Synchronic Swings for the Fences


Well Go USA

Justin Benson and Aaron Moorhead — the directing team behind Resolution, Spring, and The Endless — aren’t short of ideas or talent behind the camera; their particular brand of low-budget, high-concept genre work is often refreshingly novel. What they’ve lacked on occasion is the right actors to sell their vision, a problem especially noticeable in 2017’s The Endless, in which the two directors unconvincingly took on the film’s leading roles. Their latest, Synchronic, is more of the same ruminative science fiction they’ve become known for, but represents a step up primarily due to the good fortune of landing a pair of (relatively) big-time actors to anchor the film.

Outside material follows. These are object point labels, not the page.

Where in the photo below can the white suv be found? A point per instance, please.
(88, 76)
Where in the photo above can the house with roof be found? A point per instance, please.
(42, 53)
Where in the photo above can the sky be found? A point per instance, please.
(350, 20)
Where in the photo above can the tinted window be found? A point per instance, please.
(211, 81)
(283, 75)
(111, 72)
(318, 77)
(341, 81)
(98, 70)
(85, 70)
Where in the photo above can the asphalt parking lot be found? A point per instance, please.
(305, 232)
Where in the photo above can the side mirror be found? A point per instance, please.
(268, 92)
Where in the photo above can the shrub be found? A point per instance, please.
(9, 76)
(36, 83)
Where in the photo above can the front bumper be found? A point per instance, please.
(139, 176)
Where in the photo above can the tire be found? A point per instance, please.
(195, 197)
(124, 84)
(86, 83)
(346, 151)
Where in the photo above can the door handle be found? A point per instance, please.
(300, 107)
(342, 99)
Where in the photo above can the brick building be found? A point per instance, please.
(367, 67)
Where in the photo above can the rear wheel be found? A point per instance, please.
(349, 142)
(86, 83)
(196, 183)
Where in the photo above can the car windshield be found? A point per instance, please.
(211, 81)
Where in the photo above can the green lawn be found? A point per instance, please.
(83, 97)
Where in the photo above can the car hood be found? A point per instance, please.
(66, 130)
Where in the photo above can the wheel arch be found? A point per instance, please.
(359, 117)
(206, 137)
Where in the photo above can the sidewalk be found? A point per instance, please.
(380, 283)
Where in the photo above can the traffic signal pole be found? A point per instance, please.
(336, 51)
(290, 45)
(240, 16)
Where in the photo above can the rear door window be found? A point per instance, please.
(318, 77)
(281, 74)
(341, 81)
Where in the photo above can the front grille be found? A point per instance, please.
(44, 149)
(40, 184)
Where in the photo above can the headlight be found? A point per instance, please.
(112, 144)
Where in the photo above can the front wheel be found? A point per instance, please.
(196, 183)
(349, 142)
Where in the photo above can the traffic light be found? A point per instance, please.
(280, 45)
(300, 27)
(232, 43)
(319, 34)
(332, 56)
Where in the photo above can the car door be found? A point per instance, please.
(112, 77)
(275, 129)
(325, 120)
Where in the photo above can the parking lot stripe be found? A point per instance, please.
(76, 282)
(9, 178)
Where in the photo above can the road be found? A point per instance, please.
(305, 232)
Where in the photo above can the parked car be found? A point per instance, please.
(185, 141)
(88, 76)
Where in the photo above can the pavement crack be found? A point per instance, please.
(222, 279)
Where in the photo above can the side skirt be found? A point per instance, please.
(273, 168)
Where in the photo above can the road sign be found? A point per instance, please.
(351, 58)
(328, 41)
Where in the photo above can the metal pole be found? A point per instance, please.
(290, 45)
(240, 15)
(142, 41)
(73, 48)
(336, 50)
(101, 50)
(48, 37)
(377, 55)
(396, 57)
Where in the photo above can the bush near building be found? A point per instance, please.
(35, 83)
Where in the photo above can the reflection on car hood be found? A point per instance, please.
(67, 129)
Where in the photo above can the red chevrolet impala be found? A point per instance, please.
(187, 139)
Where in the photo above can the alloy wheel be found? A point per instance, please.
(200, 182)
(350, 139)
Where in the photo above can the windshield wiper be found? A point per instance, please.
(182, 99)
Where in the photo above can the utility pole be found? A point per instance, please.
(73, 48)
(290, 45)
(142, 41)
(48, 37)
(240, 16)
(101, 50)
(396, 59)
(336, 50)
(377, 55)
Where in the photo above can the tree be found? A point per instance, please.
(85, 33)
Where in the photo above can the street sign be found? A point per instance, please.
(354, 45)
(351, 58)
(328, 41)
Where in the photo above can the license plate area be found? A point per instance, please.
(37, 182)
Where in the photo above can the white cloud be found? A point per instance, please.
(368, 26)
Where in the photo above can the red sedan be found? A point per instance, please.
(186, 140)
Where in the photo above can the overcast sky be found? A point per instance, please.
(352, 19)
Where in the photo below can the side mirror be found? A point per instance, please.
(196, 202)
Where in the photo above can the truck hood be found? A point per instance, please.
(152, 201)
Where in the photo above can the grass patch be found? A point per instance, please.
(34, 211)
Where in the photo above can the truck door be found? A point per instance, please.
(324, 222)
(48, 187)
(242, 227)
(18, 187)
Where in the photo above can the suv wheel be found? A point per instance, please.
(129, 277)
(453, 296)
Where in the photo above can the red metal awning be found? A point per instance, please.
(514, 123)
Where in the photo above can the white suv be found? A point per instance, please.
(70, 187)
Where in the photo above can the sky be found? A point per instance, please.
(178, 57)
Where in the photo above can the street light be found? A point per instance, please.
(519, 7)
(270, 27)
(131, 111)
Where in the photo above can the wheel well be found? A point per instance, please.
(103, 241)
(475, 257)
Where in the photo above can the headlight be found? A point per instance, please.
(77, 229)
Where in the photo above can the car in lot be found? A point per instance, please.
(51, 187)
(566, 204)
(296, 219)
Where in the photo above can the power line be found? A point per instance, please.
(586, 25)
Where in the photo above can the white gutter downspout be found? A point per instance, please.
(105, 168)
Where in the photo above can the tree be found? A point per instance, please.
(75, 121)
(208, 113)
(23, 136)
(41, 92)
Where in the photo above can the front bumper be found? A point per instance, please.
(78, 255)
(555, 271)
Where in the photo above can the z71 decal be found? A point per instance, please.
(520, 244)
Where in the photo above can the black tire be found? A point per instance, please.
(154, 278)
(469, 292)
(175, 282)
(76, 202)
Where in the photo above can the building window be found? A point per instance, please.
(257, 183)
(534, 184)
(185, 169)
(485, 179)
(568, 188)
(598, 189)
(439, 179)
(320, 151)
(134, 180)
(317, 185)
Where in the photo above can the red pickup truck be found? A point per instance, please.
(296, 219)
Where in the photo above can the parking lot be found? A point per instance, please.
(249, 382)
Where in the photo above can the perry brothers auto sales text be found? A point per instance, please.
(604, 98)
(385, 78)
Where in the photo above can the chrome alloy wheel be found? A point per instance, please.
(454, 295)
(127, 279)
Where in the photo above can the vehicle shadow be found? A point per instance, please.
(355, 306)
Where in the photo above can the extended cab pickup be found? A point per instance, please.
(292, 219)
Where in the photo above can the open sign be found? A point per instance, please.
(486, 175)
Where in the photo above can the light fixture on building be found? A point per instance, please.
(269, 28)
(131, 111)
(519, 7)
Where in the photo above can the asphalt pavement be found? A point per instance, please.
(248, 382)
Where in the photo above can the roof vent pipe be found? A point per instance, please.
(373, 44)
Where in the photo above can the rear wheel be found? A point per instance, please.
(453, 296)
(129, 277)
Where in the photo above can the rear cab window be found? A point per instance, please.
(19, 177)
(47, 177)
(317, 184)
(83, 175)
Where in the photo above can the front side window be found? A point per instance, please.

Anthony Mackie and Jamie Dornan play a pair of New Orleans-based EMTs, losing sleep and providing aid in a sub-Bringing Out the Dead sort of life. Dornan’s Dennis is a family man, with a wife and kids to go home to; Mackie’s Steve is a perpetual bachelor, more comfortable with his dog and his friend than any romantic companion. Their nightly treks around the city grow increasingly more horrifying as a new designer drug hits the streets and bodies start piling up — but being a Benson and Moorhead joint, there’s more to this than meets the eye. Turns out Synchronic is a time travel movie, with the titular drug allowing for a sort of time slippage to a variety of historical periods, depending on one’s location and biochemical makeup.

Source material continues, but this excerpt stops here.